Inversion of Lattice Network Structure Subjected to Carbonate Mercury Intrusion Capillary Pressure: Hamiltonian Monte Carlo Posterior Sampling
Document Type
Original Paper
Source
Transport in Porous Media. January 2015 106(1):73-106
Subject
Pore network model
Lattice
Stochastic
Hamiltonian
Prediction relative permeabilities
Pore-size distribution
Mercury intrusion capillary pressure
Language
English
ISSN
0169-3913
1573-1634
Abstract
The wide range of pore sizes in carbonates (differences of three to five orders of magnitude) aggravates the already difficult problem of multiple minima in pore network model (PNM) parameters. In this paper, we propose a method to estimate the PNM structural parameters. We have applied the method to four cases: one synthetic case and three carbonate rock samples. The PNM structural parameter estimates were conditioned to the mercury intrusion capillary pressure (MICP) via a stochastic inversion algorithm that uses molecular dynamics combined with stochastic steps using Hamiltonian mechanics.
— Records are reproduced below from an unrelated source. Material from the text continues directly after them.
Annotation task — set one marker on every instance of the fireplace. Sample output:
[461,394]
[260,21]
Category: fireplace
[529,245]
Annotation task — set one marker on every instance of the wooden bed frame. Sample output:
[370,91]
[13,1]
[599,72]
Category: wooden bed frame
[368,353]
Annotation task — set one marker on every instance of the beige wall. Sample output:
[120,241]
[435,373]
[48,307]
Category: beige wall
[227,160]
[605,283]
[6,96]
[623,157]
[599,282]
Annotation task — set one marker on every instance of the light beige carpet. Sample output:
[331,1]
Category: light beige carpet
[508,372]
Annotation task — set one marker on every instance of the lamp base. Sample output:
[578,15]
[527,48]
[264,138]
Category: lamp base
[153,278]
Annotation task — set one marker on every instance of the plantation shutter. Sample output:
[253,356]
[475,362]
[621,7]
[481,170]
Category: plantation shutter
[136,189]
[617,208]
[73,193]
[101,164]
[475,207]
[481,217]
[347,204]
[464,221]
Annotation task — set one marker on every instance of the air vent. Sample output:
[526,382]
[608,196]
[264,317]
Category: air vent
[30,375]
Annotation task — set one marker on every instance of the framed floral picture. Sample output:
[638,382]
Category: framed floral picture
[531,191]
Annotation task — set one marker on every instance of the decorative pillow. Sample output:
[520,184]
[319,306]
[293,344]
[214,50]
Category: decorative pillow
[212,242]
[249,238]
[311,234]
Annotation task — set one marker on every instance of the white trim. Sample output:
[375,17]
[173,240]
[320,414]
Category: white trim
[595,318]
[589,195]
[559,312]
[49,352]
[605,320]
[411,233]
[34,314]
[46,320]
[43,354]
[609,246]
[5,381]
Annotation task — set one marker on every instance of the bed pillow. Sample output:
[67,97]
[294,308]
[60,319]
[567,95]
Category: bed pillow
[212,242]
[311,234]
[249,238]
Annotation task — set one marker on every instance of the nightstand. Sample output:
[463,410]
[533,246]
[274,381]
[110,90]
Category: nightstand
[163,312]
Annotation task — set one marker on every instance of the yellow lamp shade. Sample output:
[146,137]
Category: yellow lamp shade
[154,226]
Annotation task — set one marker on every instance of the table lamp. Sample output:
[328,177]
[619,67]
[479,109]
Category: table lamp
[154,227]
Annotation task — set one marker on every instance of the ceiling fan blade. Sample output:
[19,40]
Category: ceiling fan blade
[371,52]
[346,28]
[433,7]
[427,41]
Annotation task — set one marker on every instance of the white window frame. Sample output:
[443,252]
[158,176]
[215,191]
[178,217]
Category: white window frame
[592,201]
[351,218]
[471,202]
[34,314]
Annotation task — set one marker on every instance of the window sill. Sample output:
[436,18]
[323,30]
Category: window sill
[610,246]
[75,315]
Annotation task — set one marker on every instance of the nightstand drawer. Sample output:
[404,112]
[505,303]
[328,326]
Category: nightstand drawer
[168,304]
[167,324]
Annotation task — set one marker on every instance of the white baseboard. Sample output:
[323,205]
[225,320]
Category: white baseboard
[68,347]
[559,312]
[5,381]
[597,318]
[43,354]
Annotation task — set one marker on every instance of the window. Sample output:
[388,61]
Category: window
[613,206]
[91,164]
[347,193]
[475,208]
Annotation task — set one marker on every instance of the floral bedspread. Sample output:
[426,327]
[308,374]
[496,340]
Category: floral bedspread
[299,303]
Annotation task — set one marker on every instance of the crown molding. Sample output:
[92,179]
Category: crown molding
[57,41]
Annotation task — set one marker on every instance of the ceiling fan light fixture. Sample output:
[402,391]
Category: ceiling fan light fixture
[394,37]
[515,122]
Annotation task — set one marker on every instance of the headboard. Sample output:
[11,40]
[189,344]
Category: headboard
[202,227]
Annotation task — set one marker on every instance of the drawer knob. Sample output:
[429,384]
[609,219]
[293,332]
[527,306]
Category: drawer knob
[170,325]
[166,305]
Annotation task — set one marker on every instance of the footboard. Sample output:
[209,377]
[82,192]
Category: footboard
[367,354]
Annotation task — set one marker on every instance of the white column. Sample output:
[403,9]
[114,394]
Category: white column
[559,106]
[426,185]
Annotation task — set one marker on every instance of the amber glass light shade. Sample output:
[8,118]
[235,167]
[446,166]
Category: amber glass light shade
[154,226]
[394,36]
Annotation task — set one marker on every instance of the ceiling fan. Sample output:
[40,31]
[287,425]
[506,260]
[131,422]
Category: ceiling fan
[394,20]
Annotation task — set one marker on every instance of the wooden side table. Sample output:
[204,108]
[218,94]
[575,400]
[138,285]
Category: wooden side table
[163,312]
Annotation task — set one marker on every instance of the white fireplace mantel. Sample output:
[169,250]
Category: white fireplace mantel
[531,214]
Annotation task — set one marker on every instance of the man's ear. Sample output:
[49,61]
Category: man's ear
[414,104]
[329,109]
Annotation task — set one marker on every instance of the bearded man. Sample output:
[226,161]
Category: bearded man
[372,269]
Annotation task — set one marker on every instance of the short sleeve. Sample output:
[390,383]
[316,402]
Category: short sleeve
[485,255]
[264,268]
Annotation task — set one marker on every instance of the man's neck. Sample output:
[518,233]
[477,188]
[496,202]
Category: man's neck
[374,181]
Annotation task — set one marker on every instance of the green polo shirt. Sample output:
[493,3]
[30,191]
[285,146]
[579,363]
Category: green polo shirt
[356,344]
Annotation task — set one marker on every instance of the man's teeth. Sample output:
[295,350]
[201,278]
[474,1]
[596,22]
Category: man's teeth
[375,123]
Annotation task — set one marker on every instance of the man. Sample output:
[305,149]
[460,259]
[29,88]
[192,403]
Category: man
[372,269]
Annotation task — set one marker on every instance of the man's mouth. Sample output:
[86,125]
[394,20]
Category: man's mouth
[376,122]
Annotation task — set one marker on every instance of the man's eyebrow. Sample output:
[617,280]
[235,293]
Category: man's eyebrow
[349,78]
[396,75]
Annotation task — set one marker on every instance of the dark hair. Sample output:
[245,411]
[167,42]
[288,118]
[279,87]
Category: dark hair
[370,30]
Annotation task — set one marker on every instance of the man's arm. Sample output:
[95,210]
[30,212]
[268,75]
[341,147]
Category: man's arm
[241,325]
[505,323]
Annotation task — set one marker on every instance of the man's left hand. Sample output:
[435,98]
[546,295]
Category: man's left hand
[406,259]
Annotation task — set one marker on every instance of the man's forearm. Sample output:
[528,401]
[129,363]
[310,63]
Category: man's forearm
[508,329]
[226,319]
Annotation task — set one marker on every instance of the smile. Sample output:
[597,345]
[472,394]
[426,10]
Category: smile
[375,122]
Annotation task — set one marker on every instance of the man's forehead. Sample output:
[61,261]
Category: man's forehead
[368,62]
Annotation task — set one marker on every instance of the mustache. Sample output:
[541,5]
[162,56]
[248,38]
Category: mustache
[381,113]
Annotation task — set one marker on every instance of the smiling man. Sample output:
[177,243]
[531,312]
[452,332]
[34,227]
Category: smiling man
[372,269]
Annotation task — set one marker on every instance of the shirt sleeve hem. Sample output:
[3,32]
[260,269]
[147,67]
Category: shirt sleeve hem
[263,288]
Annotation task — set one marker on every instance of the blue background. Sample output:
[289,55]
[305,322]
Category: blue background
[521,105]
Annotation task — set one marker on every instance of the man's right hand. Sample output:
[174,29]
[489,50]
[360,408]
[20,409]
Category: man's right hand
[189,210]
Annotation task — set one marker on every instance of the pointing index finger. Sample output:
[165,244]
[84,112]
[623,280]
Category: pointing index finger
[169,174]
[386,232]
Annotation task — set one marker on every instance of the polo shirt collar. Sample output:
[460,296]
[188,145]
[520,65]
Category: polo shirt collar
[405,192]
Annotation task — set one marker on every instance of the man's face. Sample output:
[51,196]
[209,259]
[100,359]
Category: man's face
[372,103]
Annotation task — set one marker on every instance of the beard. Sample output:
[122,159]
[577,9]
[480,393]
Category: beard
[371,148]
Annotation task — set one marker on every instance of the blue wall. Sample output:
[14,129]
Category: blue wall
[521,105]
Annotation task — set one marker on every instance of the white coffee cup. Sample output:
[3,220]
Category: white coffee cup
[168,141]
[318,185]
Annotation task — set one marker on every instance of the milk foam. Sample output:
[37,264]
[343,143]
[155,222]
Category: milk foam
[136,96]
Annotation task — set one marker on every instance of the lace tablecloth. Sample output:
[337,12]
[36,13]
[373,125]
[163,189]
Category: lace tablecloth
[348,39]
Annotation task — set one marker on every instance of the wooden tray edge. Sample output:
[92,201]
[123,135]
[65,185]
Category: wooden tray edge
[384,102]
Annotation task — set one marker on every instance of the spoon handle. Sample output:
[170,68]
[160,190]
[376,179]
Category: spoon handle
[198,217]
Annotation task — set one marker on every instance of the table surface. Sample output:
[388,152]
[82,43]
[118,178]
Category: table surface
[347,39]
This algorithm, Hamiltonian Monte Carlo (HMC), allows for large moves in the phase space making use of the periodicity developed due to the Hamiltonian formulation, thus large modifications in the model parameters are possible. Additionally, we introduced a new estimator of the pore-size distribution using MICP. The statistics of the stochastic inversion found the multiple local minima and the global minimum of the misfit function in a difficult case. The results for the synthetic case showed that the volume and fraction of small pores in the pore-size distribution can lead to multiple local minima. For the three carbonate rock samples, the model parameters clearly showed that the volume exponents are greater than zero, which contradicts the usual assumption and inferences made by other methods. As the pore-size distribution becomes multi-modal, the volume exponent decreases but is greater than zero. These results suggest that when microporosity is ignored the volume exponent will systematically tend to be strongly underestimated (values close to zero). Our findings demonstrate that lattice-type PNM parameter estimation is a difficult problem because of multiple minima. The HMC method was able to escape from those multiple minima, resulting in better estimates of the PNM parameters.